Start melting a stick of butter. Take some chef’s string (or kite string, whatever, as long as it isn’t colored yarn) and truss the turkey so the wings are pulled into toward the chest and the legs are held somewhat tightly against the body and the cavity is somewhat closed up. I would tell you how to do it, but it will be much funnier for the rest of the family if you just try to figure it out. Tie a bow, tie a sailor’s knot, whatever you want. Once that sucker is good and snug and you’ve stopped laughing, take a couple of sheets of foil and cover the breast of the turkey. Two layers should do it. If anyone asks what you are doing, tell them to go watch the goldarn Lions game and stop trying to RUIN the turkey and if they want to be helpful to pour you another Bloody Mary. Once you’ve got the foil on (that’s right—I slipped in a reference to Slap Shot), take the melted butter and brush it on the parts of the bird that are not the covered breast. Add some salt to your rub (told you). Once she’s all buttered up, sprinkle it with the remaining rub, and set aside the butter and rub for #7. Set it onto the rack in your roasting pan. Place the roasting pan (with the turkey) in the oven. Do not cover. Plan on cooking that sucker for about 12 minutes per pound if it is unstuffed (12-15 minutes per pound if you stuffed it with dressing). Make sure someone else checks your math. Act like you’re doing them a favor by including them in the process. Celebrate with a drink when they “get it right.” Maybe a tasty cider. Speaking of cider…turn your attention now to the magic juice.
5. Magic Juice
About an hour or so after you start cooking the magic juice, toss in the liver and dump in half to ¾ of a bottle/can of cider. Drink the rest. Write yourself a note to check it in 30 minutes or so. When the liver is pink, take it out and your magic juice is ready to go. Keep it cooking, and keep dumping in cider (about every 45 minutes or so) until the turkey is done.

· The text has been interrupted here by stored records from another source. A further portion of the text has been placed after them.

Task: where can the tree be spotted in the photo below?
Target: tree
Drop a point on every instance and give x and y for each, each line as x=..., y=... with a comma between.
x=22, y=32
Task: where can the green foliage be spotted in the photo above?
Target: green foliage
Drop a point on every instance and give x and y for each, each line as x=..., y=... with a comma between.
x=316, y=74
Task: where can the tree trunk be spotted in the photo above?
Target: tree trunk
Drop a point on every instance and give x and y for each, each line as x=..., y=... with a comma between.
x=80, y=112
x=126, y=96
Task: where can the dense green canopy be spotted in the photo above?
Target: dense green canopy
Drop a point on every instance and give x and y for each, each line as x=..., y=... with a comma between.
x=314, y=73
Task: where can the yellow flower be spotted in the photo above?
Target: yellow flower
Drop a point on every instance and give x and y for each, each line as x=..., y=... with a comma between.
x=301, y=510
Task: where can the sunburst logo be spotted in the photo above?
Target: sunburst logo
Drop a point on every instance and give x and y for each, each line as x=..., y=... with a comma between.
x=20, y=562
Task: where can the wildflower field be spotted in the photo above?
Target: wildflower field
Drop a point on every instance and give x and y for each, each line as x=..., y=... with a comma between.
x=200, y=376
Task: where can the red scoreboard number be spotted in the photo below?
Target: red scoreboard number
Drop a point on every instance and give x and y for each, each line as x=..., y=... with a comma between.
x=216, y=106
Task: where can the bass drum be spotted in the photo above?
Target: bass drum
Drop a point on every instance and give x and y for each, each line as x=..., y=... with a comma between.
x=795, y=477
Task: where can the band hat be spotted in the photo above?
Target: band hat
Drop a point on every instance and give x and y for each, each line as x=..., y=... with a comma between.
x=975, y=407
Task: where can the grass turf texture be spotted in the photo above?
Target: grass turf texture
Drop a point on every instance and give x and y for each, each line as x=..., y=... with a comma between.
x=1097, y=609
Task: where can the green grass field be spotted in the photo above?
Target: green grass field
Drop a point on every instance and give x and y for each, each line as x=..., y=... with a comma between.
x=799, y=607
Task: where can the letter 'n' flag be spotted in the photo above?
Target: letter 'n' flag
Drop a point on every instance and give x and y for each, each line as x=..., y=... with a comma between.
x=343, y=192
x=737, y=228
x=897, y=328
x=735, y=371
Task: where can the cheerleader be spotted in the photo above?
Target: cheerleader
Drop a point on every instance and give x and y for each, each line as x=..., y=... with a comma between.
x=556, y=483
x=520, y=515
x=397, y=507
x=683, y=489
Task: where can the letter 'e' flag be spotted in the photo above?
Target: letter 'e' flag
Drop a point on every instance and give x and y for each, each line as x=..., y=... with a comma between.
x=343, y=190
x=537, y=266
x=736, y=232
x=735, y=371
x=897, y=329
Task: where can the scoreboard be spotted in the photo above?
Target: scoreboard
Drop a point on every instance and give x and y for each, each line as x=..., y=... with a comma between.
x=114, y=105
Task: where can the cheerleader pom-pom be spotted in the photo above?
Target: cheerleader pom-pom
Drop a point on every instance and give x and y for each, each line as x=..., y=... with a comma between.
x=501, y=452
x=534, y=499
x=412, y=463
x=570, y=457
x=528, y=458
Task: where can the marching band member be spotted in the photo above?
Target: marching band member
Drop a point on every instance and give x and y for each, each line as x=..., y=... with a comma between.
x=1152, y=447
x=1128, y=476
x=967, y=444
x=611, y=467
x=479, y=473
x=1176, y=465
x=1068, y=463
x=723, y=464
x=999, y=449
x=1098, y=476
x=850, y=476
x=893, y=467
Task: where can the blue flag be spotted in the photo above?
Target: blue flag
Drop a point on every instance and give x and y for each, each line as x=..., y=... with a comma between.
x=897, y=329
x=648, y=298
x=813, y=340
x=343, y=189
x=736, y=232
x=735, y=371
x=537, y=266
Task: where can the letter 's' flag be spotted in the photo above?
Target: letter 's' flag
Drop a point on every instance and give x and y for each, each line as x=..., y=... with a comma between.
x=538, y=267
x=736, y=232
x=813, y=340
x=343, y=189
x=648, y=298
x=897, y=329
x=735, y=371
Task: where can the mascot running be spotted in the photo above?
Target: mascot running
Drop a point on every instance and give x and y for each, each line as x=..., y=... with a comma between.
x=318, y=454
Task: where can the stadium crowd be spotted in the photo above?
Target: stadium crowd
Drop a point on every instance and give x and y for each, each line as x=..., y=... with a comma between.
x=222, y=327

Once the Magic Juice is ready, take a big ol’ baster, open up the oven and squirt some of that magic stuff on the bird. Once you’ve wetted that sucker up, pour another cider in the pan, replacing the liquid you squirted out, drink the rest, and look at the clock so you’ll know when to come back and do it again (about 45 minutes I said, remember? Pay ATTENTION!).
7. Almost Finished
When you have an hour to go, remove the foil, give it one last basting all over, and then brush the breast with the remaining melted butter and sprinkle it with rub. Try to do your work inside the oven if you can, but if you can’t, don’t let anyone look at it. Stab them in the eye if they try to. It will look wrong and pasty and terrible. You will ruin their appetite and trust in the hat if you allow them to see the turkey in that state. If they try to look, set something on fire and do your work while they are putting out the flames. Seriously.
Around the time you think it should be done, pull it out, slap anyone who reaches for it and shove a thermometer into the thigh. Try not to hit bone and be sure you don’t poke through to the middle. It should read in the 160 to 180 range. If it’s at 175 or higher, it’s done. Check it in a couple of places. Be sure. You don’t want to kill anyone (but you don’t want to overcook it either). This is the most pressure packed moment of your day. Have a drink to relax and then check it again. Cook more if necessary. If it’s done, then pick up a very sharp knife and stab anyone who reaches for it before it is done resting. Allow it to rest at least 30 minutes. 45 is preferable. It’ll still be hot when you cut it, but it’ll be a lot juicier than it would if you cut it right away. Let it rest, dammit.
9. Carve Away
You know what to do from there, and if you don’t, watch this video sometime before picking up the carving tools.
(With apologies to the leaf-eaters and teetotalers out there–please feel free to substitute as required.)